Como regra, foi preciso que um estrangeiro – naquele caso, um refugiado vienense de guerra convertido em empresário da noite de nome Stuckart – mostrasse à elite nacional que era possível ser chique se alimentando, em público, de pratos capazes de exalar uma brasilidade quase sempre refutada quando a questão era se distinguir.

Dono de boates como Golden Room e Meia-noite, o estrangeiro Stuckart, segundo o escritor de biografias Ruy Castro (2015), contribuiu para institucionalizar alguns pratos de sotaque brasileiro na vida social noturna da elite carioca, a cidade

de maior prestígio internacional no Brasil e sede da mídia brasileira cuja vida era observada e copiada por meio das telenovelas ali produzidas.

Bourdieu (2008), por exemplo, é enfático em lembrar como, na sociedade contemporânea, a mídia é tão eficiente em divulgar padrões de sociabilidade como a escola e a família. Registra Castro (2015, p. 31), que a criatividade do vienense como empresário da noite:

Não se limitava à iluminação e à música. Estendia-se também à culinária. Por sua inspiração, o (clube noturno) Meia-noite foi o berço de um prato destinado a sacudir a cozinha nacional: o picadinho. Da maneira como Stuckart o concebeu, a carne era sempre de primeira – pontas de filé mingon picadas -, temperada com cebolinha, louro, sálvia, segurelha, alecrim e manjericão, além dos convencionais sal, pimenta, tomates machucados e manteiga. O segredo estava no tempo de refogar este ou aquele ingrediente ou na ordem em que se acrescentavam os temperos. O resultado era servido numa tigela rústica de barro, com arroz, agrião picado, farinha de mesa e um ovo poché por cima. A exemplo da sopa de cebola de Paris, o picadinho revelou-se ideal para salvar vidas em horas mortas e recuperar disposições abaladas por uísque além da conta – principalmente depois que,adotado até mesmo pelos abstêmios e pelos que dormiam cedo, se generalizou pela noite do Rio. Foi o primeiro prato assumidamente brasileiro a dividir cardápios finos cariocas com os indefectíveis Jambonsd’York, Braisesau Madère e Délices de Robalo à La Bonne Femme.

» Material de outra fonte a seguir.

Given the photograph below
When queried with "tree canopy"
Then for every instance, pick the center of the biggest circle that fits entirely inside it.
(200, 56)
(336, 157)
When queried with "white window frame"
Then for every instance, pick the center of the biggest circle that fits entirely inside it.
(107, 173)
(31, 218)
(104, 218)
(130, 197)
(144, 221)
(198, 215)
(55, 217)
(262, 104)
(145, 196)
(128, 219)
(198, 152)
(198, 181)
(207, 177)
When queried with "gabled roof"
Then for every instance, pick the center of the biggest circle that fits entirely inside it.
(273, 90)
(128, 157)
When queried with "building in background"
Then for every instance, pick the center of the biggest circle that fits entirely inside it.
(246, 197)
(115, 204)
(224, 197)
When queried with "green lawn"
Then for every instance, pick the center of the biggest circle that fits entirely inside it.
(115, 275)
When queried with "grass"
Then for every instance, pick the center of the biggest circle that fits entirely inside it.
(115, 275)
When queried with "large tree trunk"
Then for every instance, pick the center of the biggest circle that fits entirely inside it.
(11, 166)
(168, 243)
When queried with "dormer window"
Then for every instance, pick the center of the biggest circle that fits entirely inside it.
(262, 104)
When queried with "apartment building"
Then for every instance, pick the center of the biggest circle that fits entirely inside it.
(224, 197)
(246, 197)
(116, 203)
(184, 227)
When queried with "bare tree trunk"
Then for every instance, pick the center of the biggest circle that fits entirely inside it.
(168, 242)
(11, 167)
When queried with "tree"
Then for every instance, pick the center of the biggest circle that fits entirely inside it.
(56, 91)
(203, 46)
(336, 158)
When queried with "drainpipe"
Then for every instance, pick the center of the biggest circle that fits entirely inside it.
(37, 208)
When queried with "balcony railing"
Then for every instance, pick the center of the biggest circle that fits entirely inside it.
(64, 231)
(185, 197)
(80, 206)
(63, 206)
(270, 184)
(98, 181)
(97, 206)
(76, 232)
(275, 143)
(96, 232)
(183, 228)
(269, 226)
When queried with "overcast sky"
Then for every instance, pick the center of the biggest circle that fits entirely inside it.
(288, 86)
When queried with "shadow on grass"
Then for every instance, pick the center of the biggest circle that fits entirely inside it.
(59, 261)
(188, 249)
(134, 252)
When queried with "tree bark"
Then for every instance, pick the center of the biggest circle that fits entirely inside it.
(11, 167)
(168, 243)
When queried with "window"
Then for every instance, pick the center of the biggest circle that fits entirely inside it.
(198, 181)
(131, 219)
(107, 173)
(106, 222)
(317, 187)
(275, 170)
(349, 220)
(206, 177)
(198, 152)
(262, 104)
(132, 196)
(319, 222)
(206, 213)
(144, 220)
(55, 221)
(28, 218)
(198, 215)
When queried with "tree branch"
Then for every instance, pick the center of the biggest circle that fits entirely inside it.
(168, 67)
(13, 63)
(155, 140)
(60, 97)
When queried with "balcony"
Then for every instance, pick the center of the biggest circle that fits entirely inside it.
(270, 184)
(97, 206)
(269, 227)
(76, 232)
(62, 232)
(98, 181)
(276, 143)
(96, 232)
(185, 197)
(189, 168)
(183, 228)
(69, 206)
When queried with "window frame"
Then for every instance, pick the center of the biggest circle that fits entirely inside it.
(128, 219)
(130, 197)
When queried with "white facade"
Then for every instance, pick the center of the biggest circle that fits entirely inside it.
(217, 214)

No século 16, o poeta baiano Gregório de Matos justificava seu apelido de Boca do Inferno ao apontar, em suas sátiras sociais, a eterna síndrome de “mazombo” do brasileiro de média e classes. Colonizado, tenderia sempre a mimetizar os hábitos e gestos do colonizador, negando o que lhe fosse mais atavicamente pátrio. Um condenado, portanto, a se sentir um mazombo, um zumbi em sua terra.

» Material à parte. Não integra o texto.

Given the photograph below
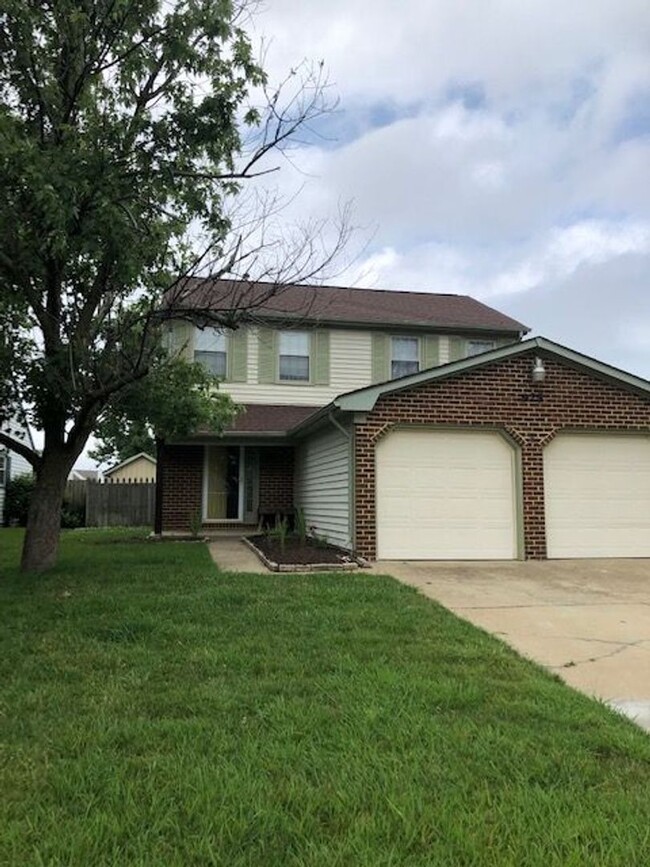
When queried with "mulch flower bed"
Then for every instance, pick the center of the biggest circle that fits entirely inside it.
(297, 553)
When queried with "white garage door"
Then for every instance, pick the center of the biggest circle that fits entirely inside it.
(597, 490)
(445, 496)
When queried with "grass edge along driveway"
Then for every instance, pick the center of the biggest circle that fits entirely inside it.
(156, 711)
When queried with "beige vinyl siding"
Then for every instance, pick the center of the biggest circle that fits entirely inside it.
(349, 368)
(141, 470)
(322, 484)
(15, 465)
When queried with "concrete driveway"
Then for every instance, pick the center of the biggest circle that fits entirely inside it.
(586, 620)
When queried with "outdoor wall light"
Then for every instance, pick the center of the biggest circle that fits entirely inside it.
(539, 371)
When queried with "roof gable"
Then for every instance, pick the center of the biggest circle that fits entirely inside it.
(364, 399)
(128, 461)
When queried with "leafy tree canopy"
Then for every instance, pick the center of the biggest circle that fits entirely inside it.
(175, 399)
(122, 136)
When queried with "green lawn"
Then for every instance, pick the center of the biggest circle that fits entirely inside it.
(154, 711)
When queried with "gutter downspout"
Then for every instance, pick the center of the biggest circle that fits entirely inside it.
(351, 507)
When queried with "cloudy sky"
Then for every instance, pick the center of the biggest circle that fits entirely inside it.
(497, 148)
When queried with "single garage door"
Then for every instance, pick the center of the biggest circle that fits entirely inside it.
(597, 490)
(445, 496)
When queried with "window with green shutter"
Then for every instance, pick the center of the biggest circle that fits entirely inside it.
(430, 351)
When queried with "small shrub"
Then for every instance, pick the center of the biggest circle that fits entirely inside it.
(301, 524)
(281, 531)
(319, 541)
(196, 522)
(18, 493)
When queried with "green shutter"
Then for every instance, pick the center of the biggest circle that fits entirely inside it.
(380, 357)
(457, 348)
(238, 355)
(430, 352)
(320, 358)
(182, 339)
(268, 356)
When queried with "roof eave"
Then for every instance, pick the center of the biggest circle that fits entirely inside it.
(373, 325)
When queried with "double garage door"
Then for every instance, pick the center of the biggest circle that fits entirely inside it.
(451, 495)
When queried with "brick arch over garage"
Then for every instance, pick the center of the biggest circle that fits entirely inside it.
(499, 395)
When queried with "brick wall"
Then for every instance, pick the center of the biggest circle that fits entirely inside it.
(501, 395)
(276, 479)
(182, 486)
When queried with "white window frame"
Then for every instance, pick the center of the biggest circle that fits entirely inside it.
(487, 345)
(393, 360)
(220, 337)
(281, 354)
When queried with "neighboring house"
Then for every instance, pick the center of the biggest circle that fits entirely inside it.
(12, 464)
(414, 426)
(80, 475)
(139, 468)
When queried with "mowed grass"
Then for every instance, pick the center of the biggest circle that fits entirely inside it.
(157, 712)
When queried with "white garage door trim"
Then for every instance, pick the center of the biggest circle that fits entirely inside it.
(446, 494)
(597, 495)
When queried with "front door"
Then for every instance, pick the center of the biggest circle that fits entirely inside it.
(223, 465)
(251, 485)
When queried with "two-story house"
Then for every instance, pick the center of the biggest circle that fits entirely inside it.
(411, 425)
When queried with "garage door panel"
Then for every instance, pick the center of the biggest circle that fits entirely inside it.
(445, 495)
(597, 492)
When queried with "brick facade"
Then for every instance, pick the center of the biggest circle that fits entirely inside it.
(501, 396)
(182, 487)
(182, 469)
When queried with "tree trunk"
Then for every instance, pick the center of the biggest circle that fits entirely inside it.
(41, 545)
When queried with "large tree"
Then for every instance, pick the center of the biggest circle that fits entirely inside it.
(122, 136)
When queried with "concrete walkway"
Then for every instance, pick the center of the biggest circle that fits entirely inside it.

Caberia, no Rio de Janeiro, a um estrangeiro informar aos brasileiros que um prato popularmente nacional poderia ser conjugado em público sem denotar representações sociais negativas. Como segue Castro (2008, p. 31):

O sucesso do picadinho, inventado por um vienense, tornou quase inevitável que fosse Stuckart a atentar também para a nobreza da feijoada e defender sua presença em restaurantes de luxo – como o Bife de Ouro, inaugurado por Octávio Guinle no Copa, em 1946, com seus garçons importados do Hotel Savoy, de Londres. Até então, a feijoada só era servida nos restaurantes mais modestos, aqueles com toaletes inabordáveis e moscas que “atendiam pelo nome”. Ninguém a imaginava num menu de pratos em francês, muito menos acompanhada de batida de limão – era a única possibilidade, em todo o Copa, de se servir cachaça. Mas foi o que aconteceu, e logo no Bife de Ouro, cujo nome, dado pelo jornalista Assis Chateaubriand (e malandramente adotado por Octávio Guinle), se referia ao preço dos filés, que ele achava absurdo. Extorsivo ou não, o Bife de Ouro logo se firmou como o restaurante favorito dos ricos e dos políticos para almoços ou jantares de negócios, pela certeza de que poderiam conversar à-vontade a salvo de enxeridos.

Ou seja, o nacional manifesto nas práticas populares de mesa só teria trânsito na comensalidadede de prestígio depois de respaldado por e reconhecido pela autoridade de um estrangeiro – o que não deixa de ser um gesto indicativo da mentalidade do colonizado sempre em busca da aprovação do colonizador.